Le Syndicat des chauffeurs d'autobus de la rive-sud dit vouloir profiter dès maintenant de son rapport de force, au lieu de se faire imposer des conditions de travail par un arbitre plus tard cet automne.

STLévis: grève générale des chauffeurs d'autobus dès le 28 août?

Le transport en commun sera paralysé à Lévis à partir du lundi 28 août. Les chauffeurs d'autobus de la Société de transport de Lévis (STLévis) ont décidé d'aller de l'avant avec une grève générale illimitée en pleine rentrée scolaire.
Si aucune entente ne survient entre les deux parties d'ici deux semaines, la Société de transport de Lévis (STLévis) vivra la première grève de son histoire. Le territoire de la ville de Lévis n'est pas soumis à la Loi sur les services essentiels, si bien que tous les autobus resteront au garage.
Seul le sous-traitant Autocars des Chutes, qui dessert l'ouest de la ville et qui fournit le transport adapté poursuivra ses activités. 
«On va en grève pour une raison, c'est l'entêtement de l'employeur», lance Stéphane Girard, président du Syndicat des chauffeurs d'autobus de la rive-sud. M. Girard est sorti insatisfait mardi matin de la séance de négociation pour le renouvellement de la convention collective des 107 chauffeurs qu'il représente. C'est surtout l'organisation du travail qui achoppe. 
Le syndicat ne voit toutefois pas cette grève comme une «fatalité» et se dit ouvert à poursuivre les négociations jusqu'à cette date. Un total de 5 séances est déjà prévu à l'horaire. «On ne veut pas mettre les clients à la rue. On va négocier jour et nuit s'il le faut. Mais l'employeur devra faire un bout de chemin», soutient M. Girard. 

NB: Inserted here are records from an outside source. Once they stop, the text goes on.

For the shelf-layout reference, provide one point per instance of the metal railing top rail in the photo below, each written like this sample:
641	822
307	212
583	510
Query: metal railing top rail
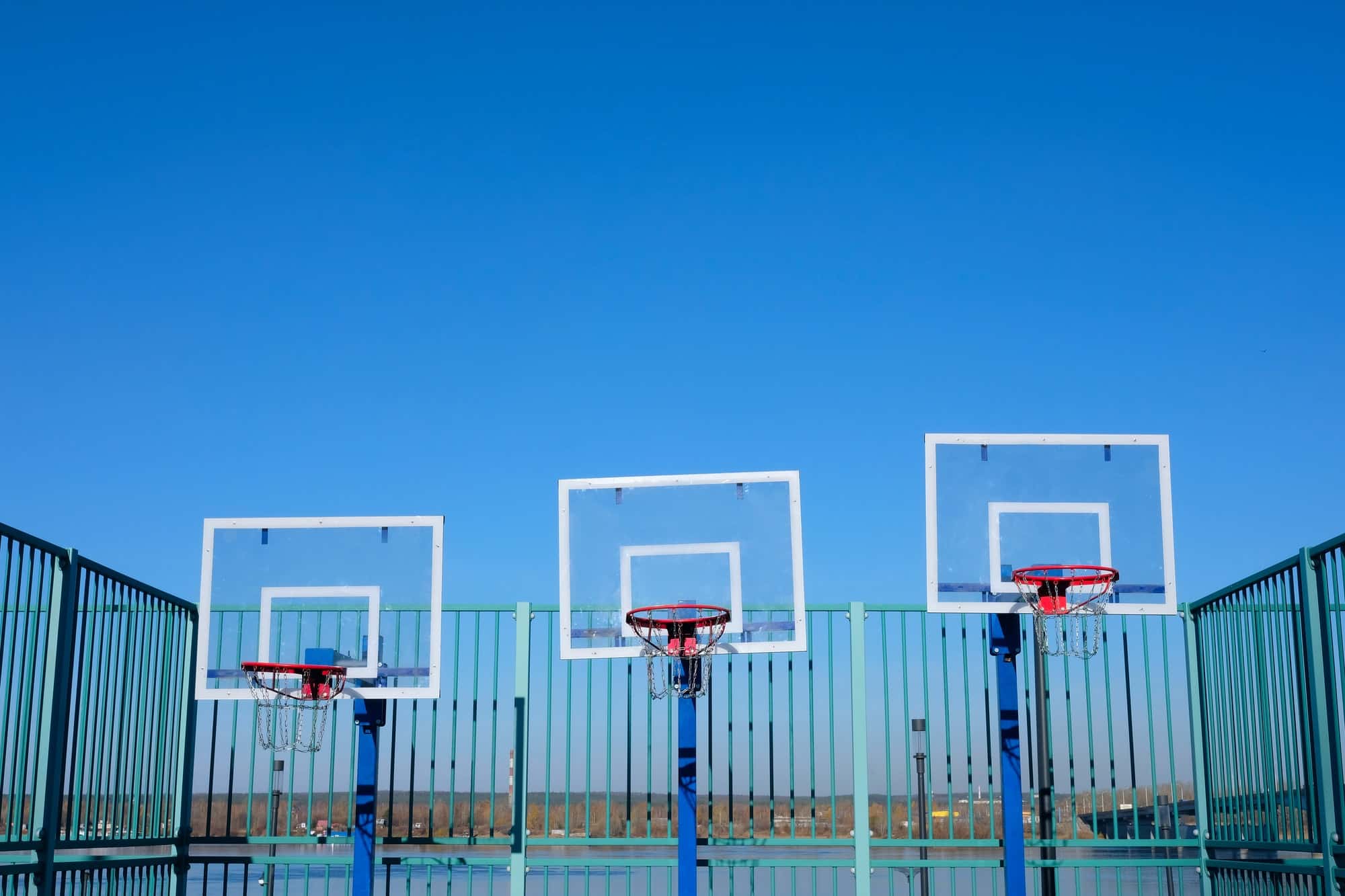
33	541
123	579
1242	584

Le syndicat dit vouloir profiter dès maintenant de son rapport de force, au lieu de se faire imposer des conditions de travail par un arbitre plus tard cet automne. Il justifie ce dépôt rapide d'un avis de grève en raison de l'adoption de la loi 24, qui impose «des délais beaucoup plus courts que par le passé». 
Sous-traitance dénoncée
M. Girard dénonce le fait que la STLévis ait recours à de la sous-traitance et veuille garder environ le tiers de ses employés avec un statut occasionnel, ce qui fait en sorte qu'ils connaissent leur horaire de travail à la dernière minute et doivent travailler sur une amplitude de 15 heures par jour. «C'est de l'exploitation humaine. Le 28 août, on va leur montrer que c'est fini, ça», lance M. Girard. 
Le conseiller municipal Michel Patry, président de la STLévis, réplique que seuls quelques chauffeurs doivent rester disponibles 15 heures par jour. «Les horaires atypiques et coupés, c'est le propre de la majorité des chauffeurs d'autobus», exprime-t-il. Selon lui, le recours à des travailleurs occasionnels et à la sous-traitance, «ça nous donne une souplesse que d'autres sociétés de transport nous envient. Ça nous permet aussi d'opérer à des coûts un peu moindres.»
M. Patry est confiant toutefois d'en arriver à un règlement avant le 28 août. Il demande d'ici là au syndicat de négocier une entente sur les services essentiels à maintenir en cas de grève. M. Patry juge que les parcours Express vers Québec et les parcours Lévisiens, qui sillonnent la ville d'est en ouest, devraient être maintenus aux heures de pointe. La STLévis souhaite également pouvoir continuer à transporter quelques milliers d'élèves vers les écoles privées de son territoire. 
M. Girard répond qu'il «n'est pas question» de négocier un seul service essentiel. 
À Québec, le Réseau de transport de la Capitale (RTC) a évité une grève de ses chauffeurs quelques jours avant son déclenchement en mars dernier.